What one word would I use to describe Miguel Angel Jimenez, writes Tuition Panel member Kevin Craggs? Refreshing. I think that sums him up pretty well.
In an age where most professional athletes are six-packed clones of one another, the big Spaniard, with his passion for Cuban cigars, expensive wine and the finer things in life, is a bold break from the norm.
He’s living proof that there’s more than one way to be successful and to still be going strong at the age of 52, beating his own record as the oldest-ever winner on the European Tour just two years ago, is testament to his longevity.
He’s fantastic fun, a great character and, like all top players, somebody we can learn a lot from.
Dissecting the swing
Let’s take a closer look at Miguel’s swing. The first thing you’ll notice is that it’s not completely orthodox.
Even at set-up (above, left), he doesn’t have what you would describe as a dynamic athletic posture. Certainly not compared to Rory McIlroy or Adam Scott.

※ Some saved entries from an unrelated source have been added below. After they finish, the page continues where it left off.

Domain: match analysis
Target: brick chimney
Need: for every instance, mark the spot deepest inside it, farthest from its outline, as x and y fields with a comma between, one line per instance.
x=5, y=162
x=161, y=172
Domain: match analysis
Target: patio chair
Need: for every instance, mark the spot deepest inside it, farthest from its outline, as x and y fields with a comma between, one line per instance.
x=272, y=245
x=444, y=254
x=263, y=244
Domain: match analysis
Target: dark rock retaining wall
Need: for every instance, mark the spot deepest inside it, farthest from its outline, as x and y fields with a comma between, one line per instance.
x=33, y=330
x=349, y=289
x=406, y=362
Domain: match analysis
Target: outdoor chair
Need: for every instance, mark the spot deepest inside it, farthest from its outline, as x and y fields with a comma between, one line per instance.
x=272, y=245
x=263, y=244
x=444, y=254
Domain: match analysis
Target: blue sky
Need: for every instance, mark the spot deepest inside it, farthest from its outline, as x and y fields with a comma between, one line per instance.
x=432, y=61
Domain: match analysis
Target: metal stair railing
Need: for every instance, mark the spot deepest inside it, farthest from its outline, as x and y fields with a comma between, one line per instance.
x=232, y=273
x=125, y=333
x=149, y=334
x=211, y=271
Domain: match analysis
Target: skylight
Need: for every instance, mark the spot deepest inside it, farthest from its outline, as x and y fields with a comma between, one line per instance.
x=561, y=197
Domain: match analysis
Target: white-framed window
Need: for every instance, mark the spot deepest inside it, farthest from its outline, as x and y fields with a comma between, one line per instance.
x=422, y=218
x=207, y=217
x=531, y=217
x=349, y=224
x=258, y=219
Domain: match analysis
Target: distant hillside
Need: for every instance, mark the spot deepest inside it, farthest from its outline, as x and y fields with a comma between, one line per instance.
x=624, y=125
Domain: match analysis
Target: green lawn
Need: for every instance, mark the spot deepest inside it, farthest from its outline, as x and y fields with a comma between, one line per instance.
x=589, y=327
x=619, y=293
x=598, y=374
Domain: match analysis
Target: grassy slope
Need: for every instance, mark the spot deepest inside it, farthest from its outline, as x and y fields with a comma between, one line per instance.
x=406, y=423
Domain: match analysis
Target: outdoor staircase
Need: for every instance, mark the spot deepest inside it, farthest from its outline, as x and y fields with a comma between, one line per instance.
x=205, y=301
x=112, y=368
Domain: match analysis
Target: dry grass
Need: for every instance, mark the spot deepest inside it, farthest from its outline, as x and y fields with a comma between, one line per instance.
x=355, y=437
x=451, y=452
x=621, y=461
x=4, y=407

However, that’s not especially important. What’s important is that all of his lines and all of his fundamentals are in perfect order. He’s balanced and comfortable - there’s no substitute for that.
As he takes the club away (above, second left), you’ll notice that there’s no strain or fight. What I particularly like is the way he keeps the clubhead in front of his hands. That’s a really good position.

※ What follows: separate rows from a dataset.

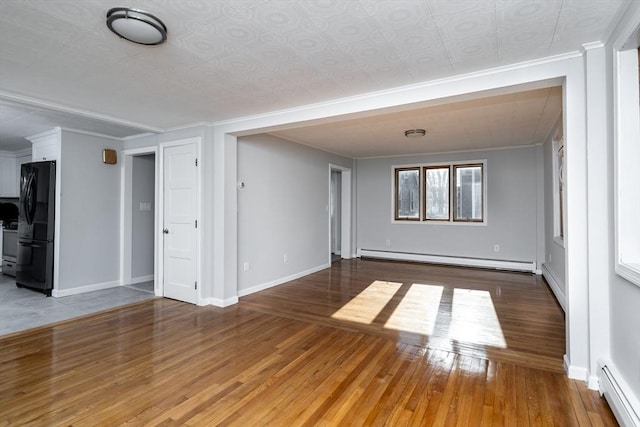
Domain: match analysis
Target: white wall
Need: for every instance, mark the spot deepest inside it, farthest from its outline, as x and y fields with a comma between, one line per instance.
x=554, y=258
x=624, y=296
x=511, y=203
x=283, y=209
x=142, y=221
x=89, y=213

As he pulls the club back (above, second right & far right), you can see the clubhead trying to get behind quite quickly.

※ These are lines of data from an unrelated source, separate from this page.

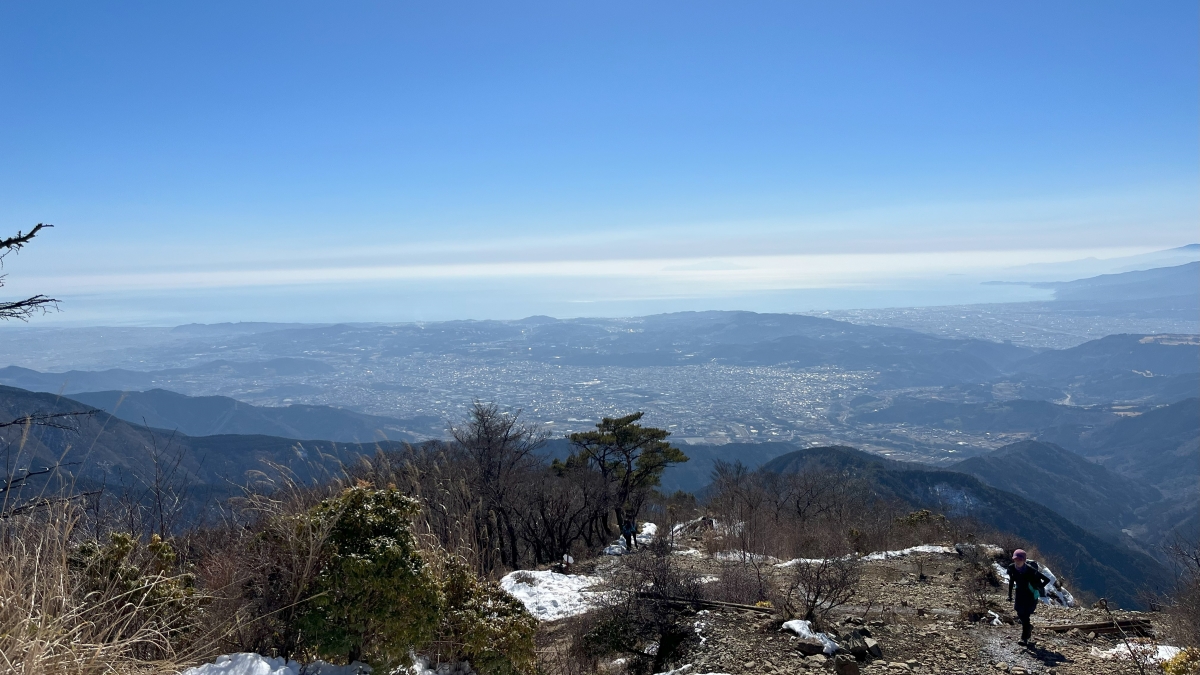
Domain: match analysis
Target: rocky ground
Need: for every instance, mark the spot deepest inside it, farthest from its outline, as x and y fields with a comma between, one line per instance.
x=911, y=607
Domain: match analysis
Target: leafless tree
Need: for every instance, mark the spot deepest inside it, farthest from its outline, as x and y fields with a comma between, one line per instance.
x=29, y=306
x=814, y=587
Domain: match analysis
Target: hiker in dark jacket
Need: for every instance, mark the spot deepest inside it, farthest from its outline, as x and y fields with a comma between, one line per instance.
x=1030, y=585
x=629, y=531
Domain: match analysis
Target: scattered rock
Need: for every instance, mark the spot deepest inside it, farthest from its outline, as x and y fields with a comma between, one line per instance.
x=845, y=664
x=809, y=646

For a high handicapper, that would spell trouble but Miguel is able to make various compensations at the top of his backswing so that he gets back on-plane as he comes back down into the ball.
Notice the difference in the angle of the shaft in frame seven as compared to frame four. For me, frames seven, eight and nine are the ‘money’ frames.
Everything is beautifully on-plane as he comes down into impact, with the butt of the club pointing straight down at the ball and his hips turning square to the ball.
He hits all of the classic ‘good ball-striker’ positions. Check out how quiet his right side is (above, left) as he comes through the ball (above, second left) and into an excellent, balanced finish (above, right).